A thing we’ve learned: Bill Weidner, who runs a Local Law 152 inspection business with his brother, a master plumber, also has a real estate podcast called Realty Speak. I joined Ann Korchak of the Small Property Owners of New York as a guest on the latest episode to talk about rent-stabilized housing and other New York real estate topics. It’s also on Spotify and Apple Podcasts.

Elsewhere…

My colleague Liz Cryan reported that Related Companies CEO Jeff Blau said a new city law requiring bird-friendly glass added $2 million to the cost of a city-funded affordable housing project. Blau’s point seemed to be that the city was working at cross-purposes.

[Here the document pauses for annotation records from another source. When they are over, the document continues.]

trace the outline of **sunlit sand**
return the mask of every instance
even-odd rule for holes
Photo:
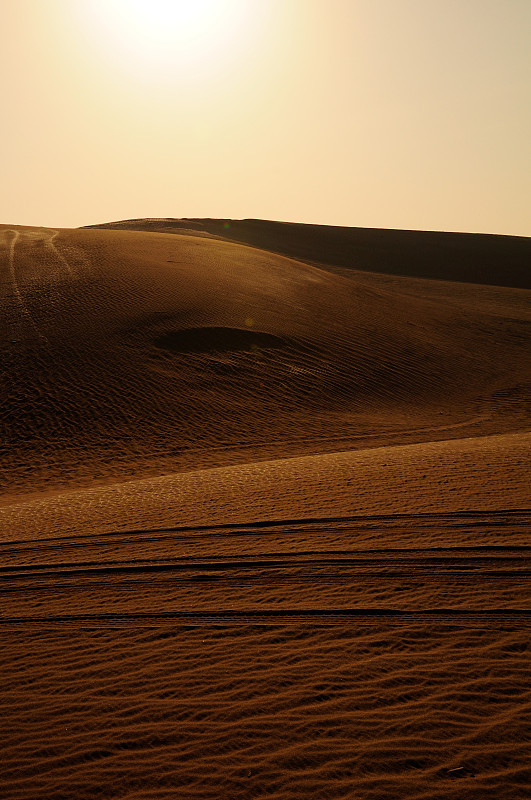
[[[530,256],[0,226],[2,797],[529,796]]]

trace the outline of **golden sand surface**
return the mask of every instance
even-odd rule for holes
[[[530,257],[0,226],[0,797],[528,800]]]

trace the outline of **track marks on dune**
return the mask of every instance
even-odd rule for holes
[[[0,608],[28,624],[395,614],[531,623],[530,531],[530,512],[469,512],[10,543]]]
[[[12,296],[15,299],[16,304],[18,305],[20,314],[26,320],[27,325],[33,329],[34,334],[40,340],[47,341],[46,337],[39,331],[35,321],[26,305],[24,297],[22,296],[22,292],[20,290],[18,281],[17,281],[17,274],[16,274],[16,267],[15,267],[15,247],[20,240],[20,231],[17,230],[6,230],[4,232],[7,249],[8,249],[8,270],[9,275],[11,278],[11,287],[12,287]],[[27,325],[25,328],[27,328]],[[10,324],[12,335],[16,335],[17,328]]]

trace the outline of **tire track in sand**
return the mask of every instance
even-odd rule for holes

Another question is whether that $2 million could have saved more birds if spent some other way. Cats kill an estimated four times more birds than windows do (see the chart below from New Hampshire Audubon). Perhaps spending $2 million to neuter 15,000 cats would be better for birds.

That math is not going to persuade any volunteer who partakes in the heartbreaking task of collecting dead birds from sidewalks beside glass buildings.

Politicians also have a hard time putting efficiency before emotion. I have yet to hear one suggest that the billions of dollars spent on sidewalk sheds to comply with the city’s draconian facade statute could be used to save more lives than Local Law 11 does.

No elected official wants to be blamed for the death of another Grace Gold, even if the alternative is 10 deaths — blamed on someone else.

Closing time

Residential: The top residential deal recorded Thursday was $19 million for a 6,850-square-foot house at 78 Morton Street in the West Village. Jeremy V. Stein and Kat Trappe of Sotheby’s had the listing.

Commercial: The top commercial deal recorded was $30 million for 12,552 square feet of vacant commercial land at 539 West 54th Street in Hell’s Kitchen.

New to the Market: The highest price for a residential property hitting the market was $13.5 million for a 4,678-square-foot condominium unit at 158 Mercer Street in Soho. Jim St. André, Trevor Stephens and Michael Maniawski of Compass have the listing.

Breaking Ground: The largest new building permit filed was for a proposed 52,660-square-foot, eight-story, 60-unit project at 3070 Williamsbridge Road in the Bronx. Panagis Georgopoulos filed the permit on behalf of Floriand Lulaj.